JMIR Publications

ABSTRACT

Background:

Declining medication adherence remains a critical healthcare issue, often assessed through unreliable self-reporting methods. Wearable devices (WDs) may offer an objective means to improve adherence monitoring by continuously recording physiological and activity data.

Objective:

This study aimed to develop and internally validate personalized predictive models for identifying missed medication doses using WD-derived data.

Methods:

A 30-day prospective observational study was conducted with 8 participants who wore Apple Watches and used a dedicated iOS application. The application collected demographics, medication details, psychological factors, mealtimes, and daily missed dose events. WDs recorded time-series data (activity, heart rate, sleep) at 3-minute intervals. Data were aggregated into 1-hour segments, and lag (6- and 12-hour) as well as rolling (24-hour) features were generated. Light Gradient Boosting Machine models were constructed for each individual’s dosing regimen if the missed dose rate exceeded 20%. Two modeling approaches were compared: a Group Cross-Validation (CV) model that grouped data by day to avoid data leakage from rolling features, and a Non-rolling Feature model that excluded rolling features and used leave-one-out CV. F1 score, accuracy, recall, and precision were assessed.

Results:

Of the 15 enrolled participants, 8 completed the study; 4 had a missed dose rate above 20%. In these 4 individuals, the Group CV model achieved F1 scores of 0.435 to 0.902, accuracy ranging from 0.711 to 0.911, recall from 0.278 to 0.822, and precision of 1.000 for the most robust regimens.
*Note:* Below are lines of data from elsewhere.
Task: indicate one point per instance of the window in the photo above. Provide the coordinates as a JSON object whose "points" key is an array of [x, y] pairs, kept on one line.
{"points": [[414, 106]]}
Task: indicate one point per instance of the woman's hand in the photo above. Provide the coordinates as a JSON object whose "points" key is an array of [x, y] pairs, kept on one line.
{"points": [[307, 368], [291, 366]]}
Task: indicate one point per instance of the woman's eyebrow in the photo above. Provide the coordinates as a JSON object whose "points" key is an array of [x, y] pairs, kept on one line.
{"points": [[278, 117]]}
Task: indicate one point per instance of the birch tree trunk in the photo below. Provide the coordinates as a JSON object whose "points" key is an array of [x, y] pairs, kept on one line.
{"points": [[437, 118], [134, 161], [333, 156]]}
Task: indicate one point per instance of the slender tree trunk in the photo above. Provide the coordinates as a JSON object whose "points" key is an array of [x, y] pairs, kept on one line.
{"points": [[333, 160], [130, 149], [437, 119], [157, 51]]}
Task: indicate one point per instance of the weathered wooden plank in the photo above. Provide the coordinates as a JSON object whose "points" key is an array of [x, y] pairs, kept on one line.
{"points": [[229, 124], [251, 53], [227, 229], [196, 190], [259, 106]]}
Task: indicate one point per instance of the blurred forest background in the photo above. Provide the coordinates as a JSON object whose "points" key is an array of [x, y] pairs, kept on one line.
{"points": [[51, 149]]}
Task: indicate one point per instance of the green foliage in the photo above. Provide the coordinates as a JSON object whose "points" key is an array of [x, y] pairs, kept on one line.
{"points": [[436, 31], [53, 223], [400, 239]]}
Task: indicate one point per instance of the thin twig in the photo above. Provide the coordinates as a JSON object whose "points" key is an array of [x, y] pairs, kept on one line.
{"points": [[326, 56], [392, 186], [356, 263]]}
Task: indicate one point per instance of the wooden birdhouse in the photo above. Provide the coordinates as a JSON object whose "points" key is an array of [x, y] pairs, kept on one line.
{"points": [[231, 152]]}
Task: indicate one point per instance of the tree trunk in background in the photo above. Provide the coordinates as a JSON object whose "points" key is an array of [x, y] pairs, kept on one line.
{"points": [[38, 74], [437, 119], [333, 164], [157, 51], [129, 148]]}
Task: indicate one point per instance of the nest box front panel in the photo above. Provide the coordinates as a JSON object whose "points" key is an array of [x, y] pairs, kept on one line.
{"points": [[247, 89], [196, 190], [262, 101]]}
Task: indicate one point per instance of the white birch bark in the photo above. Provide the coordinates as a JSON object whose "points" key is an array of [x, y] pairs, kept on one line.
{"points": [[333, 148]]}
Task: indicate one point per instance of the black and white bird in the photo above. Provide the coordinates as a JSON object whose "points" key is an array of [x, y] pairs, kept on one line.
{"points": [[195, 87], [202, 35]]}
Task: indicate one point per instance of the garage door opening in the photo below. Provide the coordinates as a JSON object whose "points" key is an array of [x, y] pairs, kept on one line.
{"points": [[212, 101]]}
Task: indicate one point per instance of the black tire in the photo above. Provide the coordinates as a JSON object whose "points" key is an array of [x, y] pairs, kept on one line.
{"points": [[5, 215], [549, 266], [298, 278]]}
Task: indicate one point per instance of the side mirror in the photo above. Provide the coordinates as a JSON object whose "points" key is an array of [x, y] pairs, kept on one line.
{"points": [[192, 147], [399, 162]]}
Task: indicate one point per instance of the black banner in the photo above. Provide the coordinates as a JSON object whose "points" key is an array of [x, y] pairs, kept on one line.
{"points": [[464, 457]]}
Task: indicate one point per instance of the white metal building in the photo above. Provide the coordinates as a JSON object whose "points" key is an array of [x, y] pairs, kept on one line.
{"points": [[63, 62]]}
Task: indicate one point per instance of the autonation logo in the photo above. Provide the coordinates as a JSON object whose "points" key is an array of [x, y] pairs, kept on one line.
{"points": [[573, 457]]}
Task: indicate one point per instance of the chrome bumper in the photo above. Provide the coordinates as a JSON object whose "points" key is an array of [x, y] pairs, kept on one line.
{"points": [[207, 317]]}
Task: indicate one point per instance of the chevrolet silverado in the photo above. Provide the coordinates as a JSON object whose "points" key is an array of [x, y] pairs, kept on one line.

The Non-rolling Feature model yielded F1 scores of 0.667 to 0.910, accuracy ranging from 0.800 to 0.906, recall from 0.500 to 0.835, and precision of 1.000. Morning dosing regimens generally showed higher predictive performance than evening or afternoon. Time-series features, particularly those reflecting 6-, 12-, and 24-hour patterns, emerged as key predictors, indicating that physiological and lifestyle variations prior to dosing strongly influenced missed dose events.

Conclusions:

Personalized predictive models using WD-derived data demonstrated high precision for detecting missed medication doses, especially in morning and evening regimens. These findings underscore the feasibility of employing objective physiological and activity data to forecast nonadherence and highlight the role of lifestyle patterns in determining missed doses. Future work should involve larger populations for external validation, strategies to improve recall—especially for clinically critical medications—and careful consideration of real-world implementation challenges.